Deliciously fluffy pancakes made with spinach and ricotta, perfect for a keto diet.

10 min prep
10 min cook
4 servings
150 cal
Pin Recipe

Ingredients

Instructions

  1. 1

    In a medium mixing bowl, use a whisk to blend the ricotta cheese and eggs together until the mixture is smooth and creamy.

  2. 2

    Fold in the finely chopped spinach, ensuring it is evenly distributed throughout the egg mixture.

  3. 3

    In a separate bowl, combine the almond flour, coconut flour, baking powder, garlic powder, and salt.
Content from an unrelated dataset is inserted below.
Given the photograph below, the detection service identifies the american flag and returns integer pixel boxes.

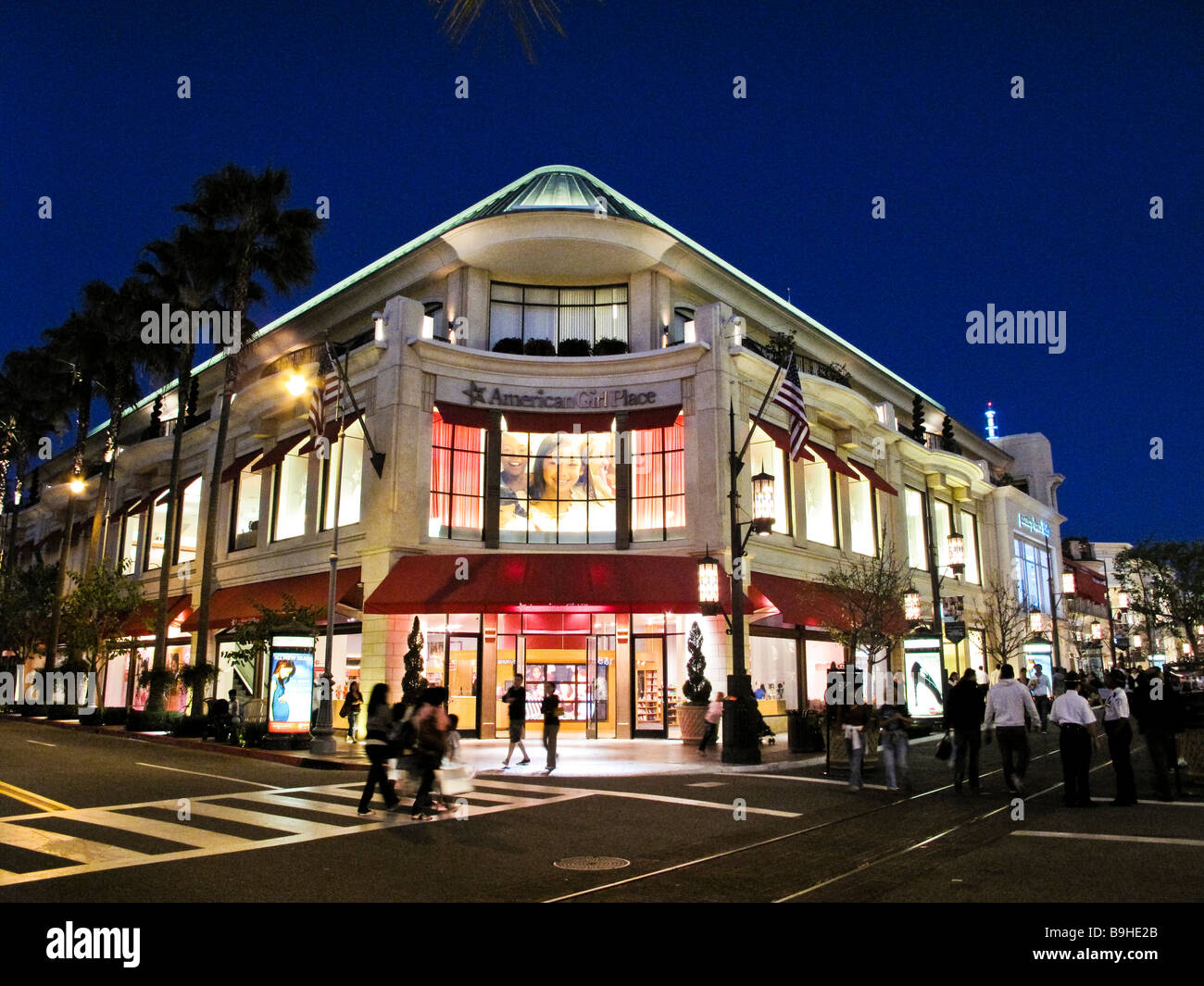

Mix these dry ingredients thoroughly for an even distribution.

  4. 4

    Gradually add the dry mixture to the ricotta and spinach mixture, stirring gently until a thick and cohesive batter forms.

  5. 5

    Preheat a non-stick skillet or griddle over medium heat and drizzle in a little olive oil to lightly coat the surface.

  6. 6

    For each pancake, scoop approximately 1/4 cup of batter onto the skillet. Allow the pancakes to cook until bubbles begin to appear on the surface, which should take about 2-3 minutes.

  7. 7

    Carefully flip the pancakes using a spatula and let them cook on the other side for another 2-3 minutes, or until they turn a lovely golden brown and are fully cooked through.

  8. 8

    Repeat this process with the remaining batter, adding more olive oil to the skillet as necessary to prevent sticking.

  9. 9

    Serve the pancakes warm, and for a touch of gourmet flair, sprinkle with optional grated Parmesan cheese to enhance the flavor.

Chef's Notes

For a gourmet touch, add grated Parmesan cheese on top before serving.

Course: Breakfast Cuisine: Keto
Eamon Thorne

Eamon Thorne

Founder & Recipe Developer

Eamon founded EverydayCookingJoy to share his passion for creating delightful and accessible home cooking.